# Check Your Hood Liner...



## ALTYHOLIC (Oct 19, 2002)

This goes out to anyone whose owned a 3rd gen Alty
for 6 months to a year. Check your hood liner and let us know if
there's any wear. In particular, insulation that's been burned
over the plastic engine cover. 

I've had my Alty for little over a year now and I' ve noticed 
a spot in the liner where it actually makes contact 
with the cover that has been burned off. Result?
Some of the "3.5" script has been burned off as well as
a half-dollar size hole in the liner.

It seems to me that in it's effort to make the engine as quiet 
as possible, Nissan over insulated the liner thus causing contact with the plastic cover. 

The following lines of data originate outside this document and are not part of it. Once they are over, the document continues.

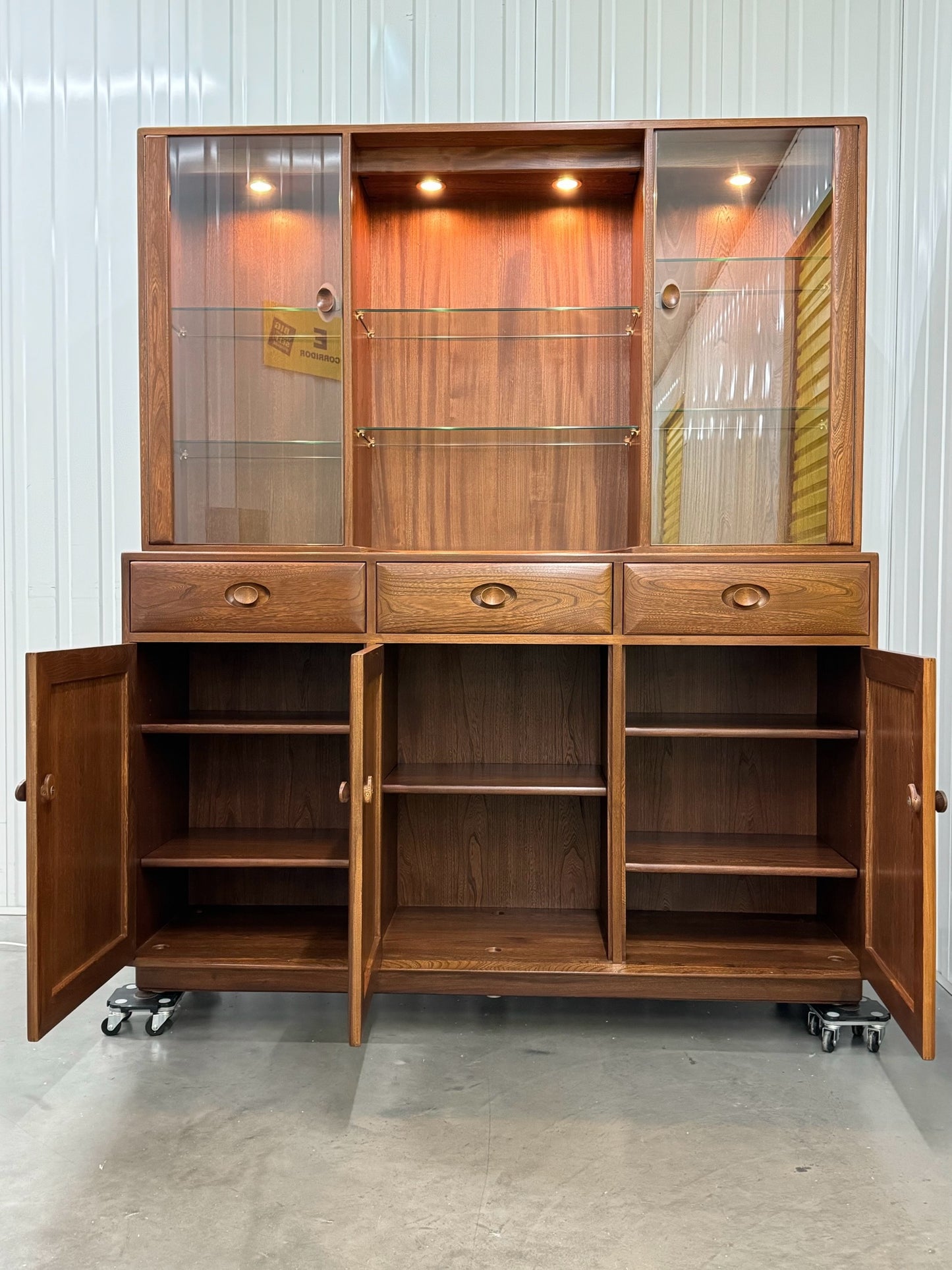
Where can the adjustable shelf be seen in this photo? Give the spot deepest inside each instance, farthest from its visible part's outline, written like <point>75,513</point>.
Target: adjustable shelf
<point>470,437</point>
<point>556,322</point>
<point>794,727</point>
<point>253,849</point>
<point>768,855</point>
<point>229,723</point>
<point>579,780</point>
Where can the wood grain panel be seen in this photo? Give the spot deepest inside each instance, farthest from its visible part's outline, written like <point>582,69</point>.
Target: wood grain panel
<point>499,852</point>
<point>549,598</point>
<point>802,600</point>
<point>80,882</point>
<point>301,597</point>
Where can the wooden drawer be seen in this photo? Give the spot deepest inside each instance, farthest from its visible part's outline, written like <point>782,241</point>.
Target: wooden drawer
<point>246,596</point>
<point>494,598</point>
<point>746,600</point>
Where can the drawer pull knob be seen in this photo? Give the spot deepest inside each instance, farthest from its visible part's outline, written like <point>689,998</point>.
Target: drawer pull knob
<point>491,594</point>
<point>745,596</point>
<point>246,594</point>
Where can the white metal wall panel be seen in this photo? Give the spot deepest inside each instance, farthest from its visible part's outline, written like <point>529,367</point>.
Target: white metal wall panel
<point>78,76</point>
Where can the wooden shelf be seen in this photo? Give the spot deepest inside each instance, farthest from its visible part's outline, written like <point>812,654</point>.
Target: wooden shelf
<point>281,948</point>
<point>794,727</point>
<point>735,946</point>
<point>482,940</point>
<point>253,849</point>
<point>753,853</point>
<point>582,780</point>
<point>257,723</point>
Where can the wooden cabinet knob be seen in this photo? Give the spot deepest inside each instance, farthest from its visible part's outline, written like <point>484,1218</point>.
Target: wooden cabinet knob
<point>491,594</point>
<point>246,594</point>
<point>745,594</point>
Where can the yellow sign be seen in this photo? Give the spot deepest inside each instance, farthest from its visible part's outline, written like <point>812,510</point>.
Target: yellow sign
<point>302,341</point>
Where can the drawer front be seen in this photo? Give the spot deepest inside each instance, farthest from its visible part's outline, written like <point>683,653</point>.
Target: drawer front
<point>746,600</point>
<point>246,597</point>
<point>494,598</point>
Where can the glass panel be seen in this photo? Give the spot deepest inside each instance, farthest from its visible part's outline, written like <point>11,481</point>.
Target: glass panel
<point>257,339</point>
<point>742,335</point>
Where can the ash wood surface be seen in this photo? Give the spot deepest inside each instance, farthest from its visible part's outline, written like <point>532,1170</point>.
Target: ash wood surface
<point>479,940</point>
<point>899,958</point>
<point>252,946</point>
<point>260,722</point>
<point>301,597</point>
<point>499,851</point>
<point>735,945</point>
<point>798,727</point>
<point>80,880</point>
<point>252,849</point>
<point>782,855</point>
<point>804,600</point>
<point>437,598</point>
<point>576,779</point>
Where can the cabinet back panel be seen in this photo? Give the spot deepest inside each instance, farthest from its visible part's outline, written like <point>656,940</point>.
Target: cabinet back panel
<point>499,704</point>
<point>267,782</point>
<point>297,678</point>
<point>480,851</point>
<point>499,253</point>
<point>709,679</point>
<point>687,785</point>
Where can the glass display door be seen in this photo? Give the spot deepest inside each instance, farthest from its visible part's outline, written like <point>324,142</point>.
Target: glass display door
<point>256,341</point>
<point>743,335</point>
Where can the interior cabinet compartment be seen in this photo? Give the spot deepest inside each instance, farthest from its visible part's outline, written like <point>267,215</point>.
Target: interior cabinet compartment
<point>511,367</point>
<point>744,803</point>
<point>256,274</point>
<point>245,747</point>
<point>495,811</point>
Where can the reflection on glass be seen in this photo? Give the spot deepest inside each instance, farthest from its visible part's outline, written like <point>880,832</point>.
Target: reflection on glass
<point>742,335</point>
<point>256,330</point>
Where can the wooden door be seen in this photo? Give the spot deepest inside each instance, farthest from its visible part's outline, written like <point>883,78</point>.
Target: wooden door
<point>899,954</point>
<point>366,827</point>
<point>79,857</point>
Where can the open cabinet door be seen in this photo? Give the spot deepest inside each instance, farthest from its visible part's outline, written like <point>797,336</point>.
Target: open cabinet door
<point>899,956</point>
<point>366,828</point>
<point>79,860</point>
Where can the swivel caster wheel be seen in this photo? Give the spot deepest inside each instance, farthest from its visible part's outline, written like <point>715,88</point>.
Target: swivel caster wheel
<point>113,1022</point>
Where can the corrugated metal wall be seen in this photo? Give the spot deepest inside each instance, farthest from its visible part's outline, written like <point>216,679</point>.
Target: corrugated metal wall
<point>80,75</point>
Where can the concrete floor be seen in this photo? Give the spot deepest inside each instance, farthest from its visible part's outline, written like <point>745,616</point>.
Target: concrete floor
<point>467,1133</point>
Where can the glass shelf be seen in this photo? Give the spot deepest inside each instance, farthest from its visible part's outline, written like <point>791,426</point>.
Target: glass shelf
<point>557,322</point>
<point>474,437</point>
<point>242,451</point>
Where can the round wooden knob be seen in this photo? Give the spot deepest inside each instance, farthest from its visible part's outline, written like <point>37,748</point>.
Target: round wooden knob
<point>491,594</point>
<point>745,596</point>
<point>246,594</point>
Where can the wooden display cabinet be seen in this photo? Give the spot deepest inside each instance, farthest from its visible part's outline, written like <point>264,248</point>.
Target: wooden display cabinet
<point>501,623</point>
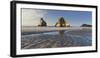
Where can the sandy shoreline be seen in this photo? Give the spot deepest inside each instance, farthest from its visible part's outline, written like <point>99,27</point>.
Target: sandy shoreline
<point>71,38</point>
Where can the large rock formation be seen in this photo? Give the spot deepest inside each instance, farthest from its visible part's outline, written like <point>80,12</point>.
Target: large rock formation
<point>42,22</point>
<point>62,23</point>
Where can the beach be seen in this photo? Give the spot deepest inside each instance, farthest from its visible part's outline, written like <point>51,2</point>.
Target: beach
<point>52,37</point>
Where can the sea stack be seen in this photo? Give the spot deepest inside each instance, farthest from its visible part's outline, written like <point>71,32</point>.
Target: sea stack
<point>61,23</point>
<point>42,22</point>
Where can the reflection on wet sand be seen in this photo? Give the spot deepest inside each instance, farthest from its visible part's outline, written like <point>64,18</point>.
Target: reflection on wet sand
<point>62,38</point>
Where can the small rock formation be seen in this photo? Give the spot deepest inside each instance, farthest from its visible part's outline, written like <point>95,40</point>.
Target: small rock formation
<point>42,23</point>
<point>62,23</point>
<point>86,25</point>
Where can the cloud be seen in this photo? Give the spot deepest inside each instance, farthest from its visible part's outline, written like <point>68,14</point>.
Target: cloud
<point>31,17</point>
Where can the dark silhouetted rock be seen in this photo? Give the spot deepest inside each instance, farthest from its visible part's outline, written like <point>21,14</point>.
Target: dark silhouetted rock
<point>61,23</point>
<point>42,22</point>
<point>86,25</point>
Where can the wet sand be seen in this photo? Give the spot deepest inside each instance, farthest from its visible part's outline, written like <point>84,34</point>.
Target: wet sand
<point>71,38</point>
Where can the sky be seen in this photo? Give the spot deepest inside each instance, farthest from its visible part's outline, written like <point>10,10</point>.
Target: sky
<point>31,17</point>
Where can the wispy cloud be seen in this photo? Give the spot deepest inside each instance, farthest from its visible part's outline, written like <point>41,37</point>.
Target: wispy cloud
<point>31,17</point>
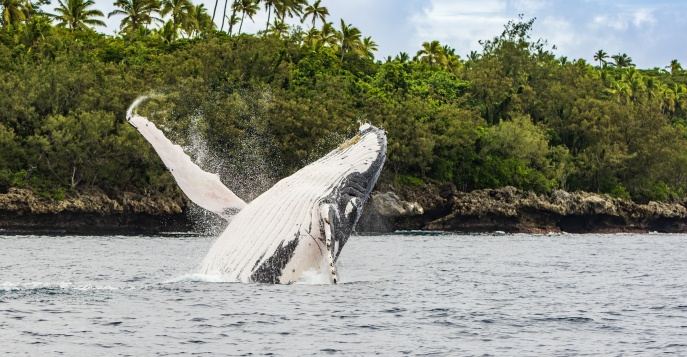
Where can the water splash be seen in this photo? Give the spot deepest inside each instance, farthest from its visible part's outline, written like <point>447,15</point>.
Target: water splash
<point>132,108</point>
<point>199,278</point>
<point>313,277</point>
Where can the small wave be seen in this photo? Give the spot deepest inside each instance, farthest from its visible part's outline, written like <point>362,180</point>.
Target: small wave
<point>312,277</point>
<point>200,278</point>
<point>12,287</point>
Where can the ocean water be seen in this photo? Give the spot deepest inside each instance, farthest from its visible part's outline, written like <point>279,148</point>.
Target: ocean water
<point>414,294</point>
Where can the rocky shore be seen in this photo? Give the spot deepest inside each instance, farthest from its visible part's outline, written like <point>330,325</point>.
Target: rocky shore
<point>94,212</point>
<point>513,211</point>
<point>435,208</point>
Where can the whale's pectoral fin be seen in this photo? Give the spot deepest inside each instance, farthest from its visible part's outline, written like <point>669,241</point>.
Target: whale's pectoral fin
<point>328,219</point>
<point>203,188</point>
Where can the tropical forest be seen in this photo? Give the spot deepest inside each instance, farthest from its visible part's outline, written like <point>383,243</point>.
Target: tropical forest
<point>270,102</point>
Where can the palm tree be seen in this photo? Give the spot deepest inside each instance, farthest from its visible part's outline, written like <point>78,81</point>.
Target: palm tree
<point>278,27</point>
<point>367,47</point>
<point>474,56</point>
<point>181,11</point>
<point>234,19</point>
<point>269,5</point>
<point>431,53</point>
<point>402,57</point>
<point>76,14</point>
<point>290,8</point>
<point>316,11</point>
<point>202,20</point>
<point>137,14</point>
<point>601,56</point>
<point>452,63</point>
<point>14,11</point>
<point>675,67</point>
<point>622,61</point>
<point>224,16</point>
<point>214,11</point>
<point>247,7</point>
<point>328,34</point>
<point>348,38</point>
<point>168,33</point>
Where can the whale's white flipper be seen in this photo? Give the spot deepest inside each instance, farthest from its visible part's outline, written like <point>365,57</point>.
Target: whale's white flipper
<point>203,188</point>
<point>302,223</point>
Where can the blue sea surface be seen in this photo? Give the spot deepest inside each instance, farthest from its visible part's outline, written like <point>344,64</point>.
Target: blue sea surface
<point>414,294</point>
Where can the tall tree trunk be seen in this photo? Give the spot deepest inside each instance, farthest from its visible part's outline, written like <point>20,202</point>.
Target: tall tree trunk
<point>231,19</point>
<point>225,15</point>
<point>214,11</point>
<point>269,12</point>
<point>242,18</point>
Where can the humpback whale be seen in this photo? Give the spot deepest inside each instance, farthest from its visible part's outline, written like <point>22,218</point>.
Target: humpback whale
<point>299,225</point>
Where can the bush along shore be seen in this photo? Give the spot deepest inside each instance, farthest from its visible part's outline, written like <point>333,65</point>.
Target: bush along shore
<point>431,208</point>
<point>254,108</point>
<point>443,208</point>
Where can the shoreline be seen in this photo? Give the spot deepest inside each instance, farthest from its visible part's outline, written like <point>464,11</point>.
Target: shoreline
<point>431,208</point>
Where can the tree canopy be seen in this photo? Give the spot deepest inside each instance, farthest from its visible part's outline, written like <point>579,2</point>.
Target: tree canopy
<point>268,103</point>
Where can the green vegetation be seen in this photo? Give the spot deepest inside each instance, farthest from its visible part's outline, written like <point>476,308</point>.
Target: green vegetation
<point>514,114</point>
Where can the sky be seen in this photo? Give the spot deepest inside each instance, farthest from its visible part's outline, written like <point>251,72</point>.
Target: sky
<point>652,32</point>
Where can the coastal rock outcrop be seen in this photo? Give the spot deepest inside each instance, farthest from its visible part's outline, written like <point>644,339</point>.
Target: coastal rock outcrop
<point>92,212</point>
<point>511,210</point>
<point>383,210</point>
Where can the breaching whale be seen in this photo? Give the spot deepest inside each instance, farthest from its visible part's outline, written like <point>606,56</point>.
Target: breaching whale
<point>299,225</point>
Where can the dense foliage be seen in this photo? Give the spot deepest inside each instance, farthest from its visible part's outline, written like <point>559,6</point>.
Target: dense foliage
<point>514,114</point>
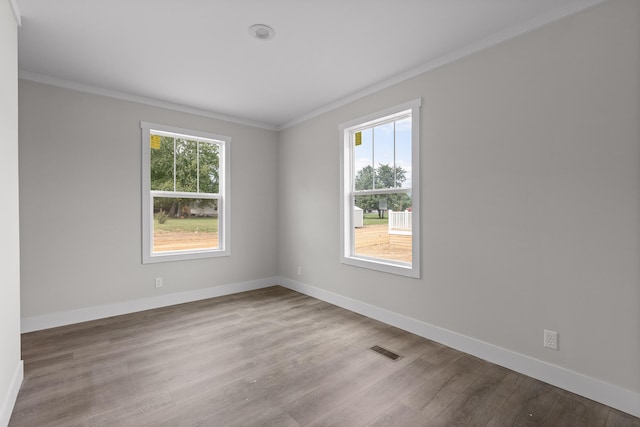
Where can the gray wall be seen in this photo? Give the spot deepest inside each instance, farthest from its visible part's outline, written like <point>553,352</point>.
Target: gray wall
<point>80,163</point>
<point>530,199</point>
<point>9,236</point>
<point>530,196</point>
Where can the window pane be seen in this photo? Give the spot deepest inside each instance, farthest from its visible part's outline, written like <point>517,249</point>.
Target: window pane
<point>383,226</point>
<point>184,224</point>
<point>384,155</point>
<point>186,165</point>
<point>363,161</point>
<point>403,153</point>
<point>209,167</point>
<point>162,164</point>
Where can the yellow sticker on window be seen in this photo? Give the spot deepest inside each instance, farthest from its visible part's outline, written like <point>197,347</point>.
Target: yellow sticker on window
<point>358,138</point>
<point>155,142</point>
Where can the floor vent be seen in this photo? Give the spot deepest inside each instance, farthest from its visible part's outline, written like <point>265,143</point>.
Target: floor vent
<point>386,353</point>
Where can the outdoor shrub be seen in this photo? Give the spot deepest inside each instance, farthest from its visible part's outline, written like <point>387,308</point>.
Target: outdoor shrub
<point>162,217</point>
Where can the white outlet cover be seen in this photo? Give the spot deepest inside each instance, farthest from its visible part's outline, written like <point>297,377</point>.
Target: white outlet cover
<point>551,339</point>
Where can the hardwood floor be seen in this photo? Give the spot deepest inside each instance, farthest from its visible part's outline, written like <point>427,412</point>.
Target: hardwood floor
<point>274,357</point>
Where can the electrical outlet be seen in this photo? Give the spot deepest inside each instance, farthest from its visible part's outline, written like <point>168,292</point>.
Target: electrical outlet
<point>551,339</point>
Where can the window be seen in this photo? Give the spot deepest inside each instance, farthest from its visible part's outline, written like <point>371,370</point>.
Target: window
<point>185,194</point>
<point>380,226</point>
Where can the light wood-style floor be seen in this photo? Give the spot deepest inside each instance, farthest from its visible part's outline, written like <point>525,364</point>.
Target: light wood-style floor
<point>274,357</point>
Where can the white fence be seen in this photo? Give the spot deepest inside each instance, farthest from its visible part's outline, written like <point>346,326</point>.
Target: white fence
<point>400,223</point>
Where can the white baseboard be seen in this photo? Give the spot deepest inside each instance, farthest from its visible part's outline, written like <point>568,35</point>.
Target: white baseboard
<point>46,321</point>
<point>12,394</point>
<point>591,388</point>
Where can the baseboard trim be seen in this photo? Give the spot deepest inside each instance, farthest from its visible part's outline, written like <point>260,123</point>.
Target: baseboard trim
<point>591,388</point>
<point>12,394</point>
<point>46,321</point>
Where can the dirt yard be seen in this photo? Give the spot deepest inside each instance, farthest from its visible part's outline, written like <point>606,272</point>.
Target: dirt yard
<point>175,241</point>
<point>374,240</point>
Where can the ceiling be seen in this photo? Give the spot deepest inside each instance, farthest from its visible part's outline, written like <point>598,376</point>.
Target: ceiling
<point>197,54</point>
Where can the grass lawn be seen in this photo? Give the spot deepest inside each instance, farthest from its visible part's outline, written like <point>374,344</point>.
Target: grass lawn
<point>372,219</point>
<point>187,225</point>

I certainly hope I'm not the only one with this problem...


----------



## wild willy (Oct 16, 2002)

No burns here


----------



## scottlny (Oct 15, 2002)

I will definitely look into that. I know the emblem on my engine cover is bubbled, the plating looks like it heated up so you could be on to something


----------



## Altimat (Jul 8, 2002)

No its not burned. The engine moves fore and aft in its mounts so it is constantly rubbing back and forth on the hood insulation which wears away both the hood insulation and the plating on the engine cover. I'll be getting a new one of each when I stop in for my 35,999 mile service.


----------



## ALTYHOLIC (Oct 19, 2002)

Bill - I would'nt expect you to have this problem - you
don't drive the car enough! 

Scott - Thanks for letting me know I'm not the only one...

Mike - Yeah, your explanation sounds correct (as usual).
What mileage are you at and how bad is yours?


----------



## 3-fity (Nov 1, 2002)

Mine still looks good, I'm at 20K. I will definently keep an eye on that though.


----------



## BAC (Dec 24, 2002)

Melted at 14K


----------



## Guest (Dec 30, 2002)

Take that fancy piece of plastic off. All it does is keep you from spotting leaks and other problems. Besides, the engine looks okay. They should have just cast the logo into the cam covers


----------